Because extracting data from blockchains is so difficult, becoming a data scientist in Web3 often requires intricate programming knowledge to interact with the raw data. Space and Time hopes that its AI-enabled efforts will help the industry develop better data analysis practices, with Scott Dykstra, CTO of Space and Time, claiming that “AI-powered SQL is a game-changer for businesses that run a lean analytics team,” explaining that with their Houston bot, “[Getting] indexed blockchain data or off-chain data from your business […] is just a few prompts away.”
Space and Time is heavily backed by Microsoft, which led a $20 million funding round through its venture arm M12 last year. It has previously added an integration with Microsoft’s Azure, a cloud computing platform, while this OpenAI integration also embeds it further in the Microsoft ecosystem, which has a significant stake in the AI trailblazer.

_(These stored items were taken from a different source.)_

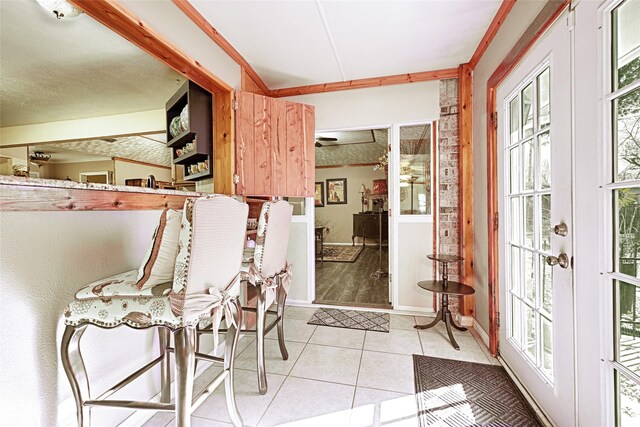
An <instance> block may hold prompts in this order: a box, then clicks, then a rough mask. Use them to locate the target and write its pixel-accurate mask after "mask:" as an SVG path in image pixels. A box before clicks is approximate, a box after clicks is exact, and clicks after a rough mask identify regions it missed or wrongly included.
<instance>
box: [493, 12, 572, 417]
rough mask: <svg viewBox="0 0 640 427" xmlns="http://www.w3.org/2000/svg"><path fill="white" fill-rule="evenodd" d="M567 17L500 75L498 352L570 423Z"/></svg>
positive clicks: (569, 197)
mask: <svg viewBox="0 0 640 427" xmlns="http://www.w3.org/2000/svg"><path fill="white" fill-rule="evenodd" d="M567 14H568V12H565V13H564V14H563V15H562V16H561V17H560V18H559V19H558V20H557V21H556V22H555V23H554V24H553V25H552V26H551V27H550V28H549V29H548V30H547V32H546V34H545V35H544V36H543V37H542V38H541V39H540V40H539V41H538V42H537V43H536V44H535V45H534V46H533V47H532V48H531V50H530V51H529V52H528V53H527V55H526V56H525V57H524V59H523V60H522V61H521V62H520V64H519V65H518V66H517V67H516V68H515V69H514V70H513V71H512V72H511V73H510V74H509V76H507V78H506V79H505V80H504V81H503V83H502V84H501V85H500V86H499V87H498V90H497V100H496V101H497V103H496V105H497V109H498V177H499V178H501V179H500V180H499V183H498V210H499V217H500V233H499V266H500V270H499V275H500V277H499V280H500V323H501V324H500V347H499V352H500V354H501V356H502V358H503V359H504V361H505V362H506V363H507V365H508V366H509V367H510V368H511V369H512V370H513V372H514V373H515V375H516V376H517V377H518V378H519V379H520V380H521V382H522V383H523V384H524V385H525V387H526V388H527V389H528V391H529V393H530V394H531V395H532V397H533V398H534V399H535V400H536V402H537V403H538V405H539V406H540V407H541V409H542V410H543V411H544V412H545V413H546V414H547V416H548V417H549V418H551V419H552V420H553V422H554V423H555V424H556V425H559V426H573V425H575V416H574V403H575V402H574V400H575V393H574V363H575V362H574V360H575V359H574V346H573V343H574V336H573V334H574V330H573V280H572V264H573V262H572V239H573V233H572V231H573V227H572V225H573V224H572V208H573V207H572V135H571V118H572V117H571V78H570V77H571V63H570V58H571V55H570V47H571V37H570V28H569V27H568V25H567V16H568V15H567Z"/></svg>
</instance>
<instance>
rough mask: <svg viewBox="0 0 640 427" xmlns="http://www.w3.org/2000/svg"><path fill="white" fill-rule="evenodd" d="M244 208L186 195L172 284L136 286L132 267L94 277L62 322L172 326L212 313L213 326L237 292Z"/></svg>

For some time now, especially since the release of ChatGPT in late 2022, AI has improved and disrupted a number of industries by empowering humans. Tools like GitHub Copilot, as well as ChatGPT itself, are being used by dozens of millions of users daily — with particular success in computer science. GPT-based platforms, including ChatGPT and Space and Time’s Houston, are remarkably effective and comparatively accurate when applied to coding.
AI tools still require human oversight to produce fully accurate results, so for now, they’re better seen as helpers for already experienced programmers. However, for simpler tasks like SQL queries, we’re seeing the first glimpses of a full AI revolution.